= Jimi Mbaye =

Senegalese guitarist (1957–2025)

Mamadou "Jimi" Mbaye (2 October 1957 – 12 February 2025) was a Senegalese guitarist best known for his work with Youssou N'dour. Mbaye developed a unique Senegalese guitar style in which he made his Fender Stratocaster sound like local instruments such as the kora or xalam.

==Background==
Born in Dakar, French Senegal on 2 October 1957, into a family of guewels (griots), Mamadou Mbaye was the grandson of Oumy Seck and Djiby Salif Seck, descendants of Matakou and Massata Seck.

His father, who was very pious, was opposed to his children playing music. When he was ten years old, Mbaye built his first guitar out of fishing line and gasoline cans. At twenty he had scraped up enough money to buy a secondhand Fender Stratocaster. Mbaye was just as determined to get a guitar as he was to make it in the competitive Dakar music scene. Early on he met Youssou N'Dour and together they became rising stars on Senegal's club scene, playing mbalax music. They created the "Super Étoile" band together in 1981 and were musically inseparable ever afterwards.

Jimi Mbaye died on 12 February 2025, at the age of 67.

==Style==
Mbaye was different from other guitarists because of his unique style. Youssou N'dour said "No one, no one plays guitar like Jimi Mbaye.
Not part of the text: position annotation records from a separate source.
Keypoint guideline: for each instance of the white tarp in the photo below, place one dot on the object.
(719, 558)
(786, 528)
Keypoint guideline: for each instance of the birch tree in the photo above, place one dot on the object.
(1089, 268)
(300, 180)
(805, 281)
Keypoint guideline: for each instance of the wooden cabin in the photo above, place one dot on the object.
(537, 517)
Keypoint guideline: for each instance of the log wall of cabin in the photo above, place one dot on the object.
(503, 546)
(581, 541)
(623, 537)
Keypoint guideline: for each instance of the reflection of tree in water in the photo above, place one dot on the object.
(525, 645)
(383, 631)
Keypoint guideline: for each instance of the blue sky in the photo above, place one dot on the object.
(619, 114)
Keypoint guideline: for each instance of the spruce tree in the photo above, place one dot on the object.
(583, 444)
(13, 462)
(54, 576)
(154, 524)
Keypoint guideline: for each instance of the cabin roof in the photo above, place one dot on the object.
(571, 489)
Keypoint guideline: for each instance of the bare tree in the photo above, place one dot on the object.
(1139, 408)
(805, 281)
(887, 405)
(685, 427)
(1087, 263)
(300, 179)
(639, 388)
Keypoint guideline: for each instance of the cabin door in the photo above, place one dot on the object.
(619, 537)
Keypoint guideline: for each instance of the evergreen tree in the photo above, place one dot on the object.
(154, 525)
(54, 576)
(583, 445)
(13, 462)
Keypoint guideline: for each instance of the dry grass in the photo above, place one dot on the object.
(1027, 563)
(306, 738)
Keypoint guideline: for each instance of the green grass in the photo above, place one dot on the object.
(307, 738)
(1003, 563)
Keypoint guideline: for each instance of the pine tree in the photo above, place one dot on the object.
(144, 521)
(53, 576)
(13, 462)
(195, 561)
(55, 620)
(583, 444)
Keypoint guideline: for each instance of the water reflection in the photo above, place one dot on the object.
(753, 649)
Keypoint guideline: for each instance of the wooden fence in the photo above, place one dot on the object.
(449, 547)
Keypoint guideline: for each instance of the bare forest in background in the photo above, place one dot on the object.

His playing style is unique". Mbaye succeeded in transposing the African traditional sounds of khalam (Ngoni) and kora onto his electric Fender Stratocaster. Carlos Santana and Mbaye met during a tour in Los Angeles where Carlos acknowledged that: "Jimi is a very special and incredible guitarist".

==Albums==
Mbaye released three solo albums, "Dakar Heart", "Yaye Digalma" and "Khare Dounya". The last was recorded in Jimi's new studio Studio Dogo, in which he produced other artists.

==Later works==
Mbaye recorded six top-selling major-label albums with N'Dour before taking a leave of absence to record his own solo album, released in 1997, "Dakar Heart". Recorded at N'Dour's Studio Xippi, "Dakar Heart" features N'Dour's band "Super Étoile". Mbaye was back at N'Dour's side and very much an integral part of Youssou's "Super Étoile" band. In fact, Youssou often traveled abroad with only Mbaye as acoustic guitar accompanist, as he did in June 1998 for performances in Paris as guests of Brazilian performer Gilberto Gil at the Olympia Theatre.

A member of Youssou N'Dour's Super Étoile Band from 1979 onwards, Mbaye was one of Senegal's most influential guitarists. Often compared to Jimi Hendrix and Robert Johnson, Mbaye forged a unique blend of traditional Senegalese roots music and American pop and R&B. Recording a solo album, Dakar Heart, with help from Super Étoile Band musicians in 1997, Mbaye showcased his inventive, kora-derived guitar playing and singing in Wolof, English, and French. Billboard called him "a prodigious world talent", while Rhythm referred to him as "one of Senegal's most exciting musicians". Music played an ongoing role in Mbaye's life. As a youngster, he performed on a self-invented instrument made from discarded garbage cans and nylon fishing line in the streets of Dakar. Mbaye continued to be the backbone of N'Dour's band. In addition to co-writing the 1994 single "Mame Bamba", he made valuable contributions to six N'Dour recordings. Mbaye and N'Dour increasingly performed as a duo.

==Collaborations==
His third album called "Khare Dounya" was released in 2012. "Khare Dounya" means "Fight for Life". He recorded this album with his band "Group Dogo". He started to tour with his band around Senegal and the West African region.

After opening his studio, Mbaye collaborated with a few artists from Africa and other regions. One notable project was the album Daxaar, which was recorded at his Dogo studio in Dakar, featuring American jazz drummer Steve Reid.

He was friendly with many musicians. During gigs, he would rehearse with other artists to create new songs they could record later to advance their own careers, and often produced for and performed with musicians in Senegal.

Mbaye quit Super Étoile de Dakar to work on his own solo career and started to tour with his "Group Dogo" all around the world. Mbaye rejoined Super Étoile in 2017. He played in Bercy 2017 together with Habib Faye.

In June 2025, Youssou N'Dour released a tribute to his late friend entitled "Jimi Mbaye Dogo (Hommage du Super Etoile de Dakar)".